Tuesday 2 December 1936: In the morning visited ‘Good Homeland’, about 20 kilometres from Lérida. This property consists of several thousand hectares. There are large vineyards which produced between 5000 and 6000 hectolitres of wine this year. There are timber plantations (poplars) for the paper industry, and corn fields. Even before the uprising there was a POUM rural workers’ group of around 30 members. About 150 people are employed on the farm. After the uprising the property was confiscated and collectivised. The POUM sent five people to help run the place. They have a former accountant here, a POUM member from Barcelona. The different branches of production have workers’ commissions in charge. Wine is produced using modern methods — hydraulic presses made in Germany, huge cement cisterns, distillation equipment which manufacture alcohol from hops, cooling equipment, chemical laboratories, etc. Every year between 5000 and 6000 litres of alcohol are produced.
The wages of rural workers have been raised to between seven and 10 pesetas a day. There is a shop and a café, both run by workers. The owner had built a huge church for one and a half million pesetas on the farm. This is now used as a silo. Nuns used to teach at the school, but they have been kicked out and replaced by a secular teacher.
The farm house is an old castle with a high tower, from which a view stretches far into the distance. It is very modern inside. The rural workers live in miserable little houses, each with a tiny back garden. They will be rebuilt next year. Most of the furniture stayed in the castle, excluding the material that was sent to the front — beds and so on. You get the impression that the farm is successful under the new regime too. Difficulties could arise because only a tiny amount of capital (80 000 pesetas) was confiscated along with the farm. The owner was one of the big bourgeoisie and owned some more property near Barcelona, where some of the wine from the ‘Good Homeland’ was made into sparkling wine.
The farm continues to produce the usual sparkling wine, red wine (tinto) and, from special grapes (16 to 18 grad) the so-called vino rancio, a wine which is exposed to sunlight for long periods of time. According to the farm director, it is not from wine production that the greatest return is yielded but rather from the cereal harvest. Some of the cattle were handed over for the front. The management of the farm is based on a system of mutual agreement and is directed by the Economic Council of the government. The farm has not been split up. I was told that much of the surrounding land was made up of similar large businesses, and that it was unnecessary to divide up the farm.

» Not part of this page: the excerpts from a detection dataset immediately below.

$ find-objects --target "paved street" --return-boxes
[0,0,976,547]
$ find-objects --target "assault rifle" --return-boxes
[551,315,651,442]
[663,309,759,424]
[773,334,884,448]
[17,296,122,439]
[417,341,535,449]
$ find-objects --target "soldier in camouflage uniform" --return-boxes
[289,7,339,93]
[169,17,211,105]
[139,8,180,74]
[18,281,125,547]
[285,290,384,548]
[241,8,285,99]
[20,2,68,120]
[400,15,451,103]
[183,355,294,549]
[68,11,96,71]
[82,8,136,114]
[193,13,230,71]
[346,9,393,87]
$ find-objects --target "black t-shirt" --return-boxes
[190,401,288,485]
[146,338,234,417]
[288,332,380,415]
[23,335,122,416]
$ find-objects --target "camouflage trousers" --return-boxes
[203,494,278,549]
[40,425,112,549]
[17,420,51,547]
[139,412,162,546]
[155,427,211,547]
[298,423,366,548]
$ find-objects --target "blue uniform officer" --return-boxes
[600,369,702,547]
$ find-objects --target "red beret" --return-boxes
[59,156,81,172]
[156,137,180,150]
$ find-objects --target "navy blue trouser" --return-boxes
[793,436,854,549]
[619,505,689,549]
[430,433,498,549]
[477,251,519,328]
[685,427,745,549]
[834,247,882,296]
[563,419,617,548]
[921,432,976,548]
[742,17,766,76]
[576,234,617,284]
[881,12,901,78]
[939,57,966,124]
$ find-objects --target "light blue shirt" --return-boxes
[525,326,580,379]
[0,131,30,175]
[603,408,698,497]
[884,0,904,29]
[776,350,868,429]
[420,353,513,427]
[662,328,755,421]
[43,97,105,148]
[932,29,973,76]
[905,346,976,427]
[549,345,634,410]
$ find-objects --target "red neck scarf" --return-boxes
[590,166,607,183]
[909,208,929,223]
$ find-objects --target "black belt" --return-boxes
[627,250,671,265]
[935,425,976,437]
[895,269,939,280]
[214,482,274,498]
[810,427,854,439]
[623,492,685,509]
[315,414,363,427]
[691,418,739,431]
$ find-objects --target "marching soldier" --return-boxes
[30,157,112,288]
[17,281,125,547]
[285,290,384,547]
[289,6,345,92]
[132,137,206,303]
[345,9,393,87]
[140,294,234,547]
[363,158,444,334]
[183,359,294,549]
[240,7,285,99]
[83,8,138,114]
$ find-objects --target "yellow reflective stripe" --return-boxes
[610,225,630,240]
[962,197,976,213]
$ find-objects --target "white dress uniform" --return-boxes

Tuesday evening: Left Barcelona. Reached Figueras at 12 o’clock. Left Figueras early on Wednesday morning, crossed at Port-Bou to reach Perpignan. The French customs offices are about a kilometre from Port-Bou towards Cerbère. The French Customs were obviously quite sympathetic to the cause, as there was no customs search and just a brief passport control. In the clear sunlight we could see the snow covered mountains of the Pyrenees outside Perpignan, and below them vineyards, huge timber plantations, etc. On the journey from Port-Bou to Cerbère and from Cerbère to Perpignan many of the labourers who were working on the roads and so on greeted the car with a clenched fist. Reached Perpignan at 2.43. Paris Thursday morning at seven o’clock.